5. The trade-off. Static firms sometimes charge more or pair the fixed floor with a tighter daily loss limit. Cheaper isn't cheaper if the daily cap is brutal.

Where TradersYard sits on drawdown

TradersYard (TradersYard GmbH, Vienna, Austria) lets you choose your drawdown type at purchase, including a static option that does not trail up, the friendliest setup for swing traders who don't want a floor chasing their equity. There are also daily and EoD-max drawdown types available, so you pick the model that fits your style rather than having one forced on you.

A few things worth knowing so you go in clear-eyed. TradersYard runs a simulated, signal-provider model: every account uses virtual funds, and after you pass the Funded Level you sign a Signal-Provider Contract where you give buy/sell signals that TradersYard may copy to its own corporate account, you never trade real money and are never liable for losses. The profit split is scaled: 100% on your first $300, 90% from $300 to $1,000, and 80% above $1,000. Payouts start at a $50 minimum on a 14-day cycle, with most requests processed within 4 to 6 business hours after KYC. There's a 40% consistency rule (your best day must be ≤40% of total profit), no time limits, and you must trade at least once every 30 days. Scalping is allowed; copy trading is banned. Platforms are the Yard platform and WebTrader (MT5 isn't supported yet), and entry starts from £31 with a 14-day money-back guarantee if you haven't placed a trade. Note that some countries, including Nigeria, Kenya, Pakistan, Ghana and Morocco, are currently restricted.

Want a floor that doesn't chase your profits?

Pick the static drawdown option at purchase, keep more of your gains with the scaled profit split, and trade your edge instead of the rulebook.

Start your TradersYard challenge

Frequently asked questions

Which prop firms have no trailing drawdown in 2026?+

True static (no-trailing) drawdown is most common among established forex/CFD firms that offer a dedicated static plan, and among sim/signal-provider firms like TradersYard that let you select a static option at purchase. Futures firms mostly use EOD or intraday trailing, with only a few static/locked exceptions. Because firms run different drawdown types across plans and phases, always confirm the specific account you're buying rather than trusting a brand-level label.

Is static drawdown better than trailing drawdown?+

For most discretionary, swing and scaling strategies, yes. A fixed floor lets you hold through round-trips, let winners run, and treat banked profit as real buffer, with much lower psychological strain. The trade-off is that static plans sometimes cost more or come with a stricter daily loss limit, so compare the whole rule set, not just the drawdown type.

What is the difference between static, trailing, and end-of-day (EOD) drawdown?+

Static: a fixed floor that never moves (e.g. $95k on a $100k account, forever). Trailing/intraday: the floor follows your highest equity tick by tick, so it climbs as your open trade gains and can breach you while still in profit. EOD: the floor only ratchets up on your closed balance at the end of each session, ignoring intraday spikes, gentler than intraday trailing but still not truly static.

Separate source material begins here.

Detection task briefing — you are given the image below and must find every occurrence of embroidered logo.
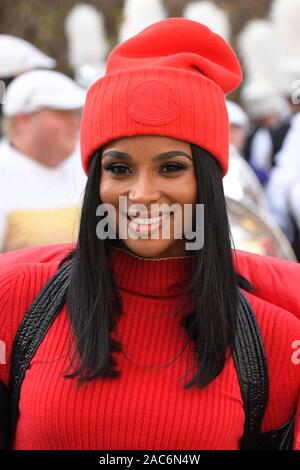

Can you lose a funded account with trailing drawdown even while in profit?+

Yes, that's the core risk. With intraday trailing, a strong open trade pushes your floor up, and a normal pullback after the move can breach the floor even though your balance is still well above your starting capital. Most blown trailing accounts are lost on a winning trade that gave a little back, not on a losing trade.

Do prop firm challenges use trailing or static drawdown, and does it change once funded?+

It varies, and it frequently changes between phases. Many firms run trailing during the evaluation, then switch to static on the funded account, often anchoring the floor to your promotion balance. Others advertise static but still apply trailing on the challenge. Always confirm the drawdown type for both the eval and the funded phase, and where the funded floor anchors, before you buy.